When the clock ran out Sunday in the Indiana Fever’s 110-109 win over Dallas, Caitlin Clark and Kelsey Mitchell had put up a combined 65 points, including 12 3-pointers, in their 65:51 minutes on the court. The finesse, the rhythm, the touch and the speed of the two guards in the backcourt made it seem almost as if they were scoring at will.

Clark and Mitchell, through the regular season which ends Thursday at Washington, have developed into a magical combination, a 1-2 punch for opponents that Fever coach Christie Sides calls her “dynamic duo” with “ice in their veins.”

Mitchell, a veteran of the league who will turn 30 in November, went 12-of-21 and scored 30 in the Fever’s final regular season home game Sunday, while Clark put up a career high 35 points, setting the WNBA rookie scoring record.

The outcome left Sides beaming about the way the two complement one another and the chemistry that has become explosive.

“Man, they’re special. I mean those two right there can hit such big shots,” Sides said Sunday. “There’s just ice in their veins and they’ve got players around them who are helping them get open, setting good screens and then moving the defense as well. I mean, Kelsey with her ability to get downhill, you have to guard her a certain way, then she can just pull up on a dime.
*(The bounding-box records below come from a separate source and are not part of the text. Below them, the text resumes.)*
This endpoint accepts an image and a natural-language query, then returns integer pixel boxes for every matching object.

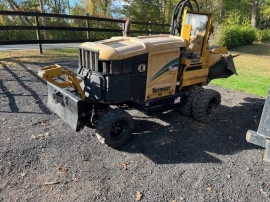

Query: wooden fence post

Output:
[35,15,43,54]
[86,13,90,40]
[148,20,152,35]
[122,18,131,37]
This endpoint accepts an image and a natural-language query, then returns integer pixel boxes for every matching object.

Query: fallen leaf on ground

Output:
[78,156,84,162]
[21,173,27,177]
[44,181,59,185]
[121,162,130,170]
[40,122,50,126]
[95,189,100,195]
[206,186,212,191]
[136,191,142,201]
[57,166,68,172]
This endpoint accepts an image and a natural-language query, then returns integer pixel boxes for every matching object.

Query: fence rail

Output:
[0,11,170,54]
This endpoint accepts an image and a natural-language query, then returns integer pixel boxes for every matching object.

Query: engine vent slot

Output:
[78,48,99,71]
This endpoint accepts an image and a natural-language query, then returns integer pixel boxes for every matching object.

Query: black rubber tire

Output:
[192,89,221,122]
[96,109,134,148]
[179,85,204,116]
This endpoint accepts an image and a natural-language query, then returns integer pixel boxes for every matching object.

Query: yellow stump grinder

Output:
[38,0,236,147]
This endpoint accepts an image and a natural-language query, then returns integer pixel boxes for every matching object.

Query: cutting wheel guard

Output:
[38,65,85,101]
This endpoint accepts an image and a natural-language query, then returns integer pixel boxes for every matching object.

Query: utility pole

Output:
[39,0,49,40]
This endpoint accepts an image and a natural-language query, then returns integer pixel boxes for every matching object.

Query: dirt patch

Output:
[0,61,270,201]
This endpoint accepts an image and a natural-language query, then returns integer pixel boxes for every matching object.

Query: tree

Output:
[251,0,259,27]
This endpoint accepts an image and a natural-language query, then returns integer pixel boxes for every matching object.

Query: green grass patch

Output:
[211,44,270,97]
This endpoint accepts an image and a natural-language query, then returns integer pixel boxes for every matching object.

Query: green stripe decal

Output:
[150,58,179,82]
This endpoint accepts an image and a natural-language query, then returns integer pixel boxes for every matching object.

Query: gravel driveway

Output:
[0,61,270,202]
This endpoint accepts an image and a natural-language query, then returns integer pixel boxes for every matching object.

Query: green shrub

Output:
[256,29,270,42]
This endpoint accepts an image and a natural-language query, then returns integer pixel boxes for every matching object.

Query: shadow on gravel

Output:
[119,98,264,164]
[0,62,51,114]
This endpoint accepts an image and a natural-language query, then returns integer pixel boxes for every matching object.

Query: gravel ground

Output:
[0,61,270,202]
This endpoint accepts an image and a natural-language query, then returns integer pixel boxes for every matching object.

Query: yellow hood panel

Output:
[79,35,186,60]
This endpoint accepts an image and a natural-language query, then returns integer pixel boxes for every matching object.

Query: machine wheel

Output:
[96,109,134,147]
[192,89,221,122]
[179,85,204,116]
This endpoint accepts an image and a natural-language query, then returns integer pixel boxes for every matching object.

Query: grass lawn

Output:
[0,48,78,65]
[0,43,270,97]
[211,44,270,97]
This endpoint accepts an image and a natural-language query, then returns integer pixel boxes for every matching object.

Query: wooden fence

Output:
[0,11,170,54]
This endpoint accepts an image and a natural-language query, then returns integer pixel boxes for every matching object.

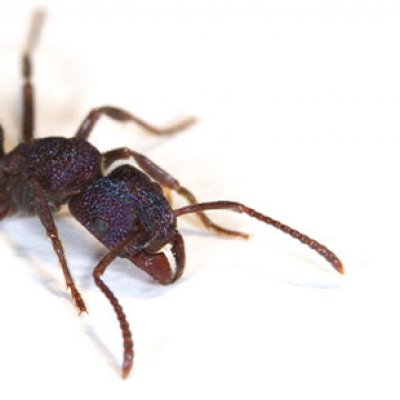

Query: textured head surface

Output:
[69,165,176,254]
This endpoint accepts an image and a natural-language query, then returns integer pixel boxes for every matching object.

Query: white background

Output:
[0,0,400,400]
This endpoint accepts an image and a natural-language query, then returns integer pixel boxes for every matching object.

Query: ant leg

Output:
[103,147,249,239]
[75,106,196,140]
[30,179,86,313]
[93,232,185,378]
[22,10,45,143]
[174,201,344,274]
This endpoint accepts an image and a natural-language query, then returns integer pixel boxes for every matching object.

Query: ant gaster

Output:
[0,11,343,377]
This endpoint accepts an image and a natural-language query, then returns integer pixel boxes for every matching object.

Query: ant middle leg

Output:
[75,106,196,140]
[103,147,249,239]
[29,179,87,313]
[22,10,45,143]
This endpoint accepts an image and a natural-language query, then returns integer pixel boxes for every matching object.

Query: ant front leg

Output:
[29,179,86,313]
[103,147,249,239]
[93,232,185,378]
[174,201,344,274]
[22,10,45,143]
[75,106,196,140]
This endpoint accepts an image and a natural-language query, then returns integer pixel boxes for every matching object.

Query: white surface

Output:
[0,0,400,400]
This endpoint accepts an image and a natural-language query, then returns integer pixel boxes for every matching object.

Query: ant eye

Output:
[93,217,110,234]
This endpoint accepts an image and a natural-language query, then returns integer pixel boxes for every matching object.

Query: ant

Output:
[0,10,344,378]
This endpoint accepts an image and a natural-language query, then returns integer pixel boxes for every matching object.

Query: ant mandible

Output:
[0,11,344,377]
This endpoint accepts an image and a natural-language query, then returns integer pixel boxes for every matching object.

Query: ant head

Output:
[69,165,176,255]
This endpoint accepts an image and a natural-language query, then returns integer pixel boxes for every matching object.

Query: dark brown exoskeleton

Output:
[0,12,343,377]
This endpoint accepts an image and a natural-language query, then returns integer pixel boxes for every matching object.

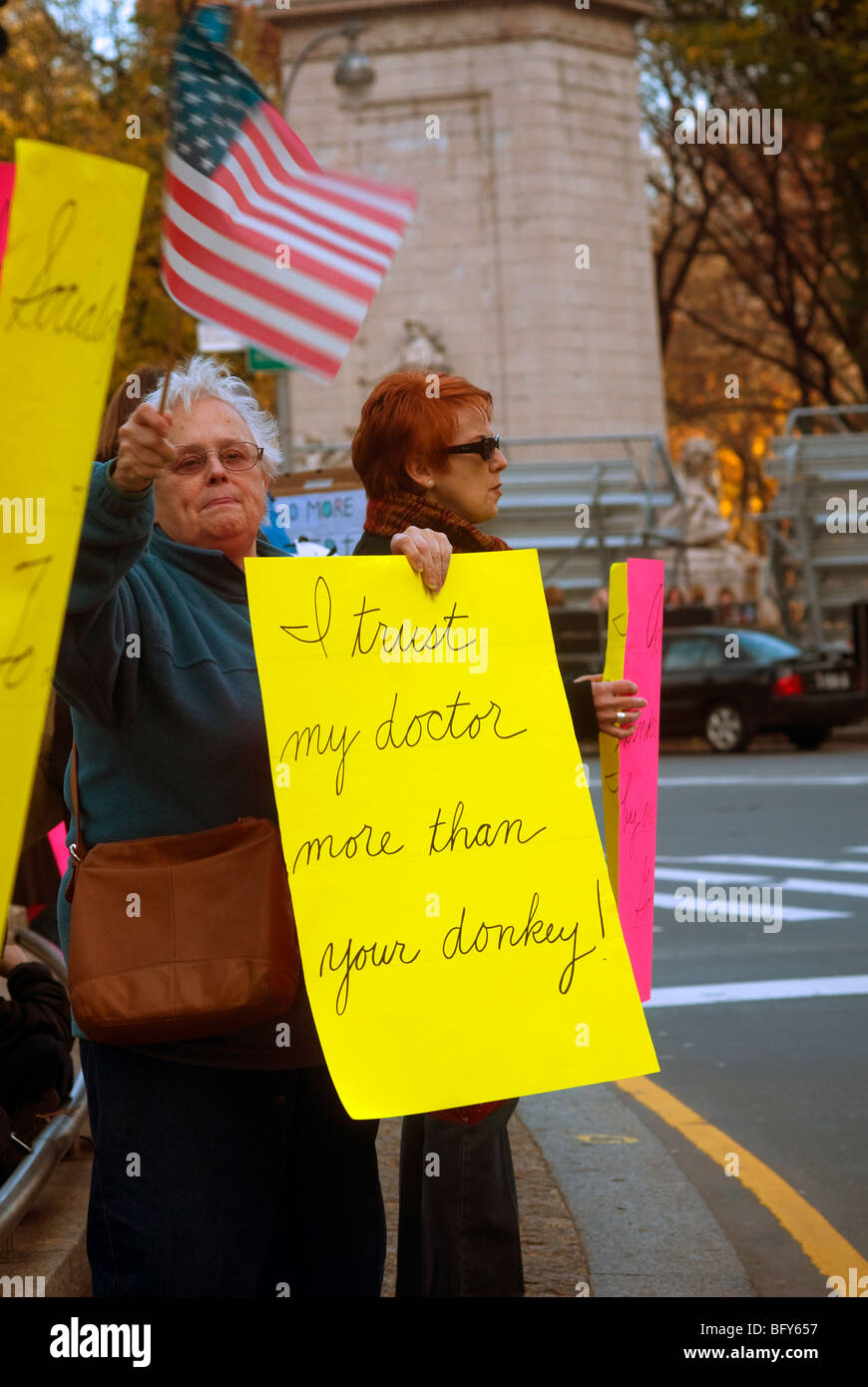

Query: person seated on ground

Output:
[13,363,163,945]
[0,942,72,1183]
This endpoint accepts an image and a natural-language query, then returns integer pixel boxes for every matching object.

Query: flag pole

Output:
[160,303,185,413]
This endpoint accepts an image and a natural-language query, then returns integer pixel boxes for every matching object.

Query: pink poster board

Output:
[604,559,664,1002]
[0,164,15,274]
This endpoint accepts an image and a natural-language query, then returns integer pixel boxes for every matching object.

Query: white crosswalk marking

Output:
[645,974,868,1007]
[657,853,868,881]
[654,867,771,886]
[654,882,849,925]
[780,876,868,897]
[654,847,868,924]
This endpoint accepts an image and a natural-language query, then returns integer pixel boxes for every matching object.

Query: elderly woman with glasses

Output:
[56,356,448,1298]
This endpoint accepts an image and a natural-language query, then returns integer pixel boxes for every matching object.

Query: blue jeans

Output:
[81,1041,385,1299]
[395,1099,524,1297]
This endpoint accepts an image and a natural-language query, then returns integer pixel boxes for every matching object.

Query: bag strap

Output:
[69,736,88,861]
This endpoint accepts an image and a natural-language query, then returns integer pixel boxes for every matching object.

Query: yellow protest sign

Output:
[0,140,146,928]
[245,551,658,1118]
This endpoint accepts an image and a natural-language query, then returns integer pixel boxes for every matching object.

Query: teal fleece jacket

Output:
[54,463,324,1070]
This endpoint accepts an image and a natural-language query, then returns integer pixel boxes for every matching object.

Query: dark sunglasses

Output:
[447,434,501,462]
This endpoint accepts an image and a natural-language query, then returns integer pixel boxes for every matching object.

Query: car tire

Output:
[704,703,753,754]
[786,726,830,751]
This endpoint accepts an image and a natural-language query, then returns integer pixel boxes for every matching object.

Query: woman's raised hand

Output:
[391,524,452,593]
[574,675,648,742]
[111,403,175,491]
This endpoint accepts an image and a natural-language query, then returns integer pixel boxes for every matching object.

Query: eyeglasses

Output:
[447,434,501,462]
[170,441,264,477]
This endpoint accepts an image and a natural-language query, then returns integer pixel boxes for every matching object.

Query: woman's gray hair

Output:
[145,353,281,480]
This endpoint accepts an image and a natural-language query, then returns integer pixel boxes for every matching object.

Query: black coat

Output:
[352,530,601,746]
[0,963,72,1064]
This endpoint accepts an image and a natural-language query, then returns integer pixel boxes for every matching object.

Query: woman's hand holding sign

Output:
[391,524,452,593]
[111,405,175,491]
[576,675,648,740]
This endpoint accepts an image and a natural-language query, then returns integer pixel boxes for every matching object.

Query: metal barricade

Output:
[0,929,88,1248]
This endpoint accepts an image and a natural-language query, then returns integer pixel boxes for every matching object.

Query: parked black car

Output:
[660,626,868,751]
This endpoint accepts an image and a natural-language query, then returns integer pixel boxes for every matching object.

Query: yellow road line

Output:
[619,1079,868,1277]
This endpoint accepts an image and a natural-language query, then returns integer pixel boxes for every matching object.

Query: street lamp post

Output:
[274,19,376,472]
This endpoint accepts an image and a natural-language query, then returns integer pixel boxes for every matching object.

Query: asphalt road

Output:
[529,744,868,1295]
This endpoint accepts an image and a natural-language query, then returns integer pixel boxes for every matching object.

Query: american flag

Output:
[161,8,416,381]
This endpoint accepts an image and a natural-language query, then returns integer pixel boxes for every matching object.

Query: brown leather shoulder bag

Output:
[67,743,301,1046]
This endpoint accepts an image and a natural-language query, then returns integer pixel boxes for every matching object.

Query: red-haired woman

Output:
[352,370,647,1295]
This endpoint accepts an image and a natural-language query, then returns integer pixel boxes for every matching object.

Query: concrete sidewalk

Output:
[0,1085,755,1298]
[0,1098,588,1298]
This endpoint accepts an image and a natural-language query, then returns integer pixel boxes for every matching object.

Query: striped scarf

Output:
[365,491,509,554]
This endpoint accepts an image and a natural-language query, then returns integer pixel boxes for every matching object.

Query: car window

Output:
[662,636,722,670]
[737,631,803,665]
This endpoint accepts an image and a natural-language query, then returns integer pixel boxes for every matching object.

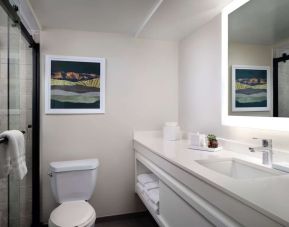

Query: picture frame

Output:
[232,65,271,112]
[45,55,106,114]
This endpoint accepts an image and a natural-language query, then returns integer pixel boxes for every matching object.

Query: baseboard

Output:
[41,211,150,227]
[95,211,150,223]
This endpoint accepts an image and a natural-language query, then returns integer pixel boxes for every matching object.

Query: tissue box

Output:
[163,122,181,141]
[188,133,206,147]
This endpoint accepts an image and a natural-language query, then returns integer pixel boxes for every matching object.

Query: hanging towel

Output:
[0,137,11,179]
[137,173,158,186]
[0,130,27,180]
[147,188,160,205]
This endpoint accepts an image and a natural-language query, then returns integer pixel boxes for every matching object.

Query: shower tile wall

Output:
[20,39,33,227]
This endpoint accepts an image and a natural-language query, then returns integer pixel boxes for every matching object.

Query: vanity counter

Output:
[134,131,289,226]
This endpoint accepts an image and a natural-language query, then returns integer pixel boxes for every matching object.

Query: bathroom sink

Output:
[196,158,285,179]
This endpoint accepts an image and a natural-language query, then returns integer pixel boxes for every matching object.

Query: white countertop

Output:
[134,131,289,226]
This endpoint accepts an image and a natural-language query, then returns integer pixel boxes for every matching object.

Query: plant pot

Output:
[208,140,218,148]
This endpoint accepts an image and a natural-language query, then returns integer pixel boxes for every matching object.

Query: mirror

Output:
[226,0,289,118]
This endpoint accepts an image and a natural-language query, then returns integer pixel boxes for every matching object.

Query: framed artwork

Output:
[232,65,270,112]
[45,55,105,114]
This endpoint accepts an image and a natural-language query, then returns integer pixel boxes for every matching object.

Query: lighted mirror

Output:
[228,0,289,117]
[222,0,289,131]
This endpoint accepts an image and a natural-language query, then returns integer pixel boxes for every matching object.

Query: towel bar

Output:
[0,131,25,143]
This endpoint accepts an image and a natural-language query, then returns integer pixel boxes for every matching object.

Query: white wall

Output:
[41,30,178,222]
[179,15,289,152]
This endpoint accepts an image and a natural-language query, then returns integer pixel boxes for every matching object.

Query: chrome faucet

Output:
[249,138,273,166]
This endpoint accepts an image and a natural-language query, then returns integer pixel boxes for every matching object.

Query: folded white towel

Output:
[147,200,159,214]
[136,183,144,193]
[136,183,159,213]
[144,181,160,191]
[0,130,27,179]
[147,188,160,205]
[137,173,158,186]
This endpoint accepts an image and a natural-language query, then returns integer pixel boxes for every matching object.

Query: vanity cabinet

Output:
[134,141,286,227]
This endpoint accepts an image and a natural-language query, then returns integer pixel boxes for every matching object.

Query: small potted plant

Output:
[207,134,218,148]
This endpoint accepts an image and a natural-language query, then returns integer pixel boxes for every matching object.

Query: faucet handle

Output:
[252,137,272,147]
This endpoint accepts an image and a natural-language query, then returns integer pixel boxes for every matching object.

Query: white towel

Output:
[147,188,160,205]
[137,173,158,186]
[147,200,159,214]
[144,181,160,191]
[0,137,11,179]
[0,130,27,180]
[136,183,144,193]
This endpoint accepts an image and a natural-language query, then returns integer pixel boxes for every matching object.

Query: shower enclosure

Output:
[0,0,39,227]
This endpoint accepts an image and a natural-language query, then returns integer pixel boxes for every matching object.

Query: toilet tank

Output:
[49,159,99,203]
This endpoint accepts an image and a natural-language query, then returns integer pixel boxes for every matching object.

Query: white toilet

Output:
[48,159,99,227]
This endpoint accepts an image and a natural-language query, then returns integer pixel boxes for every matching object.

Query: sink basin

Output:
[196,158,284,179]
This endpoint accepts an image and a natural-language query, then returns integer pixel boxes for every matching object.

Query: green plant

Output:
[207,134,217,141]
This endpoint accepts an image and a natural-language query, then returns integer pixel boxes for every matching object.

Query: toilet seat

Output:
[49,200,96,227]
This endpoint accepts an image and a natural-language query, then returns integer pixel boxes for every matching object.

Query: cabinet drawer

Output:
[160,182,214,227]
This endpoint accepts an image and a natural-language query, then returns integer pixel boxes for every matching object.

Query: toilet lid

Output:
[50,201,95,227]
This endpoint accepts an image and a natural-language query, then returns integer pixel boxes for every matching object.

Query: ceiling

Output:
[229,0,289,45]
[29,0,232,40]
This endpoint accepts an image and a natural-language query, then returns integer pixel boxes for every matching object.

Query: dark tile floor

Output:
[95,215,158,227]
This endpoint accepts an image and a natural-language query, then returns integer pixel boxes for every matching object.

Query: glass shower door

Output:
[0,3,8,227]
[8,15,21,227]
[0,2,32,227]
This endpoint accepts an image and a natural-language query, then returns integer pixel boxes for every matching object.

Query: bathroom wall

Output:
[40,30,178,222]
[179,15,289,152]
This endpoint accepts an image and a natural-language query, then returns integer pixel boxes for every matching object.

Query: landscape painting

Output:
[46,56,105,114]
[232,66,270,111]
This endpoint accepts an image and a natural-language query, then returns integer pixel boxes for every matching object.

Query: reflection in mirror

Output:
[228,0,289,117]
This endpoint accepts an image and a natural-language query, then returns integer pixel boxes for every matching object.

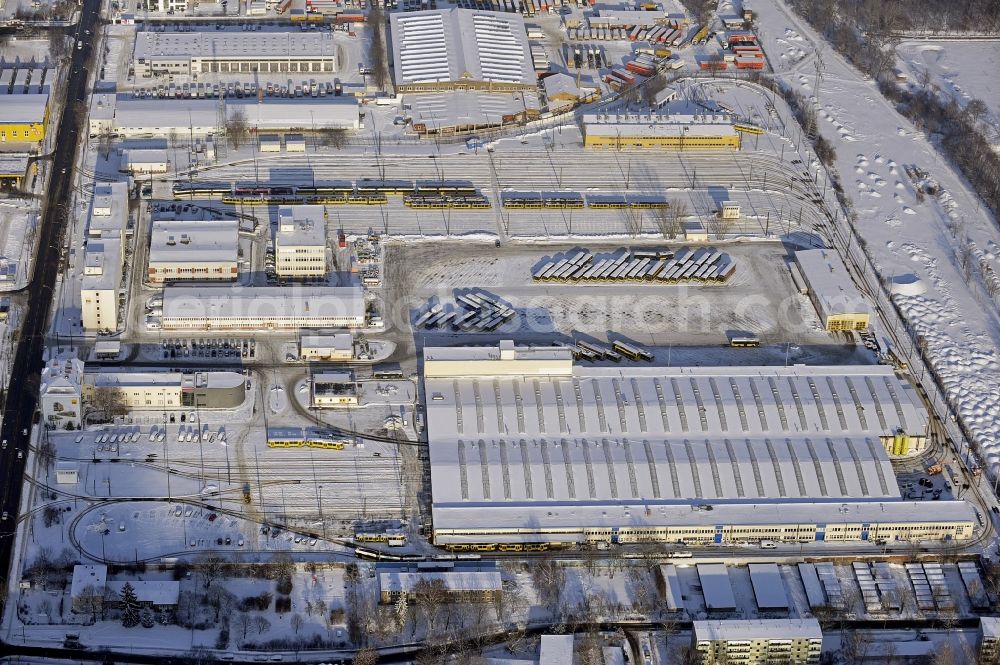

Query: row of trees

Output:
[789,0,1000,223]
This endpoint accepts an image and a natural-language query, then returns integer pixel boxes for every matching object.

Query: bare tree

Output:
[624,208,642,238]
[351,647,378,665]
[531,557,566,614]
[367,3,389,90]
[653,199,688,239]
[413,579,448,637]
[193,552,226,589]
[236,612,253,640]
[226,108,250,150]
[708,212,736,240]
[88,387,128,421]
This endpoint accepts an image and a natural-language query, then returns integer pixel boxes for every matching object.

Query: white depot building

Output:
[274,205,328,279]
[80,182,128,332]
[105,96,361,138]
[390,9,538,93]
[161,286,365,331]
[132,30,337,78]
[146,219,240,284]
[424,342,976,549]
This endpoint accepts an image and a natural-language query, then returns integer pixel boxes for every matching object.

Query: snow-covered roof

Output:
[795,249,871,319]
[0,94,49,125]
[107,580,181,606]
[114,96,360,134]
[698,563,736,612]
[299,333,354,351]
[133,30,337,60]
[425,360,927,503]
[979,616,1000,640]
[378,570,502,593]
[431,496,976,543]
[149,219,239,265]
[538,635,573,665]
[274,205,326,250]
[694,616,823,642]
[747,563,788,610]
[70,564,108,598]
[122,148,170,166]
[390,8,537,86]
[163,285,365,320]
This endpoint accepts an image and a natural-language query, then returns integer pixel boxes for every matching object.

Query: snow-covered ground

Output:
[754,0,1000,478]
[896,40,1000,118]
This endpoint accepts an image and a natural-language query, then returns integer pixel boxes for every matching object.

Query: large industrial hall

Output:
[424,342,975,549]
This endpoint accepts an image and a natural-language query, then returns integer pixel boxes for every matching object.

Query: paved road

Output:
[0,0,101,608]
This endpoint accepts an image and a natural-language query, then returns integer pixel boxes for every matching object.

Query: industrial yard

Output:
[0,0,1000,665]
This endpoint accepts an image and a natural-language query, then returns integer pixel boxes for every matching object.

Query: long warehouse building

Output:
[161,286,365,331]
[424,342,976,549]
[132,30,337,78]
[389,9,538,93]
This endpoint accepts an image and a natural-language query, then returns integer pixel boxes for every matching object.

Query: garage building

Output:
[424,347,975,550]
[390,9,538,93]
[161,286,365,330]
[132,30,337,78]
[795,249,871,332]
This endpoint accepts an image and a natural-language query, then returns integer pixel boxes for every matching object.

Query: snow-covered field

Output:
[896,40,1000,118]
[754,0,1000,478]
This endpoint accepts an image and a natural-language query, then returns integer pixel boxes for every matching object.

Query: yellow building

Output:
[0,94,49,143]
[583,102,741,150]
[795,249,871,332]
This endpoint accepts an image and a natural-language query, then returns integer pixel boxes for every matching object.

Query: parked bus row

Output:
[403,195,491,210]
[267,427,354,450]
[500,192,584,209]
[532,247,736,283]
[413,292,517,332]
[570,340,653,362]
[173,179,480,200]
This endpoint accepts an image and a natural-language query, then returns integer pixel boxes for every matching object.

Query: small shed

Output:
[698,563,736,612]
[285,134,306,152]
[258,134,281,152]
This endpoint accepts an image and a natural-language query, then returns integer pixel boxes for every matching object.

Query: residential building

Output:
[378,570,503,605]
[82,371,246,411]
[795,249,871,332]
[691,619,823,665]
[979,616,1000,664]
[38,357,83,429]
[146,219,240,284]
[132,29,337,78]
[69,564,108,614]
[80,182,128,332]
[105,580,181,610]
[274,205,328,279]
[0,94,49,143]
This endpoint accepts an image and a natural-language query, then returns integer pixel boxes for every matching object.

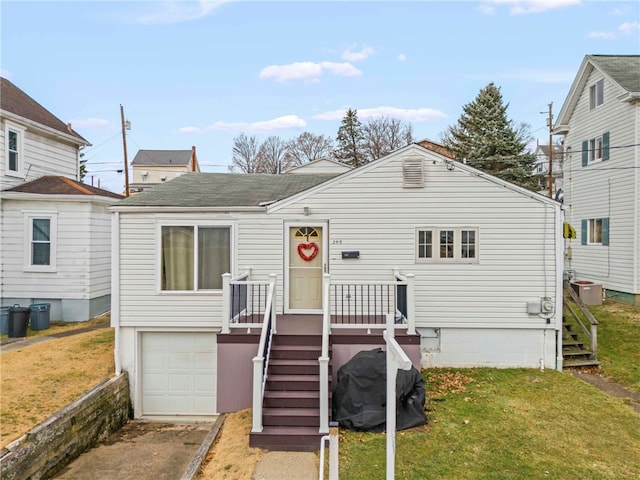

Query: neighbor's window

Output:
[416,227,478,263]
[24,214,57,272]
[589,80,604,110]
[160,225,231,291]
[5,125,24,175]
[589,218,602,243]
[589,137,602,163]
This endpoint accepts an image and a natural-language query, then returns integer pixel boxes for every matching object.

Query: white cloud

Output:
[589,22,640,40]
[342,45,375,62]
[492,69,575,83]
[478,0,582,15]
[201,115,307,133]
[259,62,362,82]
[130,0,229,25]
[313,107,447,122]
[178,127,202,133]
[71,118,109,128]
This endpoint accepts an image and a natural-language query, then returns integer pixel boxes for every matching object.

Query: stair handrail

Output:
[564,281,598,359]
[318,273,331,434]
[251,273,277,433]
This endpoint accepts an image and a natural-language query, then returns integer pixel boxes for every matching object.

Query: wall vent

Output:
[402,157,424,188]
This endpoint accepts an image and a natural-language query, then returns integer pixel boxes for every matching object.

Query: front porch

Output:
[218,272,420,451]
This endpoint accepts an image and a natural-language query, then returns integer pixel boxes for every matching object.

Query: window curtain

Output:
[198,227,231,290]
[162,226,194,290]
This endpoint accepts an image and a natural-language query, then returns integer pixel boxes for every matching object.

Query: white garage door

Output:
[140,332,217,415]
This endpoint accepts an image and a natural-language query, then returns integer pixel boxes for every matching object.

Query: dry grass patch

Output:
[0,328,115,447]
[198,409,264,480]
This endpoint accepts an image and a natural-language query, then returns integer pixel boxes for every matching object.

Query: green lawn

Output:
[340,302,640,480]
[589,301,640,392]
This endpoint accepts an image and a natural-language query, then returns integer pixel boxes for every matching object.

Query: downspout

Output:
[555,205,564,371]
[111,212,122,375]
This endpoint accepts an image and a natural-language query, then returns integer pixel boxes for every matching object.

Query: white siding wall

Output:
[120,150,561,338]
[89,204,111,298]
[564,70,640,293]
[0,118,78,190]
[2,199,90,299]
[282,154,561,328]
“They’re just the dynamic duo. I mean that’s who they are.”

Mitchell makes her life easier on the court, Clark said after the Dallas game, and makes the Fever’s opponents’ lives a whole lot more complicated.

“It’s hard to pick and choose when both of us are on it puts the defense in a really tough spot,” Clark said. “We just really read and understand each other a lot better from where we were at the beginning of the season.”